Address
- 200 Barnegat Avenue Surf City, Ocean County, New Jersey, 08008 United States
- Coordinates: 39°39′30″N 74°10′29″W﻿ / ﻿39.658251°N 74.174793°W

District information
- Grades: PreK-6
- Superintendent: Peter J. Kopack
- Business administrator: Christine Kelly
- Schools: 2

Students and staff
- Enrollment: 215 (as of 2020–21)
- Faculty: 30.7 FTEs
- Student–teacher ratio: 7.0:1

Other information
- District Factor Group: FG
- Website: www.lbischools.org
| Ind. | Per pupil | District spending | Rank (*) | K-6 average | %± vs. average |
| 1A | Total Spending | $23,943 | 55 | $18,891 | 26.7% |
| 1 | Budgetary Cost | 22,754 | 58 | 13,649 | 66.7% |
| 2 | Classroom Instruction | 12,782 | 57 | 8,366 | 52.8% |
| 6 | Support Services | 3,986 | 56 | 2,161 | 84.5% |
| 8 | Administrative Cost | 1,839 | 44 | 1,467 | 25.4% |
| 10 | Operations & Maintenance | 3,679 | 59 | 1,552 | 137.0% |
| 13 | Extracurricular Activities | 14 | 9 | 39 | −64.1% |
| 16 | Median Teacher Salary | 64,081 | 50 | 57,437 |
Data from NJDoE 2014 Taxpayers' Guide to Education Spending. *Of K-6 districts with any number of students. Lowest spending=1; Highest=59

= Long Beach Island Consolidated School District =

School district in Ocean County, New Jersey, US

The Long Beach Island Consolidated School District is a regional consolidated public school district which serves students in pre-kindergarten through sixth grade from five communities bordering the Atlantic Ocean on Long Beach Island, in Ocean County, in the U.S. state of New Jersey. Communities served by the district are Barnegat Light, Harvey Cedars, Long Beach Township, Ship Bottom and Surf City.

As of the 2020–21 school year, the district, comprised of two schools, had an enrollment of 215 students and 30.7 classroom teachers (on an FTE basis), for a student–teacher ratio of 7.0:1.

Students in public school for seventh through twelfth grades attend the Southern Regional School District, which serves the five municipalities in the Long Beach Island Consolidated School District, along with students from Beach Haven and Stafford Township, as well as students from Ocean Township (including its Waretown section) who attend as part of a sending/receiving relationship. Schools in the district (with 2020–21 enrollment data from the National Center for Education Statistics) are
Southern Regional Middle School with 902 students in grades 7-8 and
Southern Regional High School with 1,975 students in grades 9-12. Both schools are in the Manahawkin section of Stafford Township.

==History==
The district had been classified by the New Jersey Department of Education as being in District Factor Group "FG", the fourth-highest of eight groupings. District Factor Groups organize districts statewide to allow comparison by common socioeconomic characteristics of the local districts. From lowest socioeconomic status to highest, the categories are A, B, CD, DE, FG, GH, I and J.
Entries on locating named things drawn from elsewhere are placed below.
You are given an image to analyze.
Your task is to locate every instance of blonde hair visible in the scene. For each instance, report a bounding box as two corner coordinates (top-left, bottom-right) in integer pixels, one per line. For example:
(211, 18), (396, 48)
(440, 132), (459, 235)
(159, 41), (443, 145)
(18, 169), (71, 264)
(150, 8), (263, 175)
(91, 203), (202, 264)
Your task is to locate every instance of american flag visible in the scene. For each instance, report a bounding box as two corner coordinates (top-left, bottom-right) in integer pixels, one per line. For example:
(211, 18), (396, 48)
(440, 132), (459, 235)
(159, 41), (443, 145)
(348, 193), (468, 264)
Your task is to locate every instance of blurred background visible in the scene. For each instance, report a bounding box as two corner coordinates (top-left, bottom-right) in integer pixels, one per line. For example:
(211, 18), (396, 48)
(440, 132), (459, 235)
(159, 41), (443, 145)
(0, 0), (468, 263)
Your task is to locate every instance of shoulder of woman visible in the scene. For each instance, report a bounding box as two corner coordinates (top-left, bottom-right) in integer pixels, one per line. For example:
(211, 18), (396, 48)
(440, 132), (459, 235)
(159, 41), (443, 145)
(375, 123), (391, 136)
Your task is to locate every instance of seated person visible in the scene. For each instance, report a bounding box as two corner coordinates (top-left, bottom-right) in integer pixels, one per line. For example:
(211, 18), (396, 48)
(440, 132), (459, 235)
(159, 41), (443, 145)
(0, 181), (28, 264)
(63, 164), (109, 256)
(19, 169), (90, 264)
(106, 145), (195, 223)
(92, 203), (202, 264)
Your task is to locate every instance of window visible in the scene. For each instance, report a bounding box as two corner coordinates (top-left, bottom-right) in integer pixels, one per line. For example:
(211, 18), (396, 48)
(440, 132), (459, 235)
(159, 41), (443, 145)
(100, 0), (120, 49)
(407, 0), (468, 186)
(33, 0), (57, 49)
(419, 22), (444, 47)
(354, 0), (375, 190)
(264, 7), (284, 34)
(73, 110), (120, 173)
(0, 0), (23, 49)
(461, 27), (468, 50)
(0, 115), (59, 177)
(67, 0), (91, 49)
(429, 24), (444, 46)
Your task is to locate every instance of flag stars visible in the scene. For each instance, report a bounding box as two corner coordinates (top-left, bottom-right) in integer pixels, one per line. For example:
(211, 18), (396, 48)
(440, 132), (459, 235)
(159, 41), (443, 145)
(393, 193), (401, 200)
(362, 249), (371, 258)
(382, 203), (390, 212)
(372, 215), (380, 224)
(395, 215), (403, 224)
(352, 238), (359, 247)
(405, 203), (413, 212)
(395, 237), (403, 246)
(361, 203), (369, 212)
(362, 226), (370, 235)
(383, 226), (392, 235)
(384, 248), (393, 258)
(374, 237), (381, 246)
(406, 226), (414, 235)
As part of an effort to reduce costs associated with multiple aging facilities, the district announced in 2016 that it was considering closing the Long Beach Island Grade School and consolidating all students at Ethel A. Jacobsen Elementary School. The plan would require a $16 million bond to cover the costs of expanding and upgrading Jacobsen School to add two new wings, which would add about $50 per year in property taxes for the average homeowner, excluding any contribution from state aid or revenue from the sale of the old building.

== Schools ==
Schools in the district (with 2020–21 enrollment data from the National Center for Education Statistics) are:
- Ethel Jacobsen School in Surf City with 111 students in pre-kindergarten to second grade
  - Frank Birney, principal
- Long Beach Island Grade School in Ship Bottom with 125 students in grades 3 – 6
  - Peter J. Kopack, principal

==Administration==
Core members of the district's administration are:
- Peter J. Kopack, superintendent
- Meghan Lee, school business administrator and board secretary

==Board of education==
The district's board of education is comprised of nine members who set policy and oversee the fiscal and educational operation of the district through its administration. As a Type II school district, the board's trustees are elected directly by voters to serve three-year terms of office on a staggered basis, with three seats up for election each year held (since 2012) as part of the November general election. The board appoints a superintendent to oversee the district's day-to-day operations and a business administrator to supervise the business functions of the district. Of the nine seats, four are allocated to Long Beach Township and two to Surf City, with the other three constituent municipalities each allocated one seat.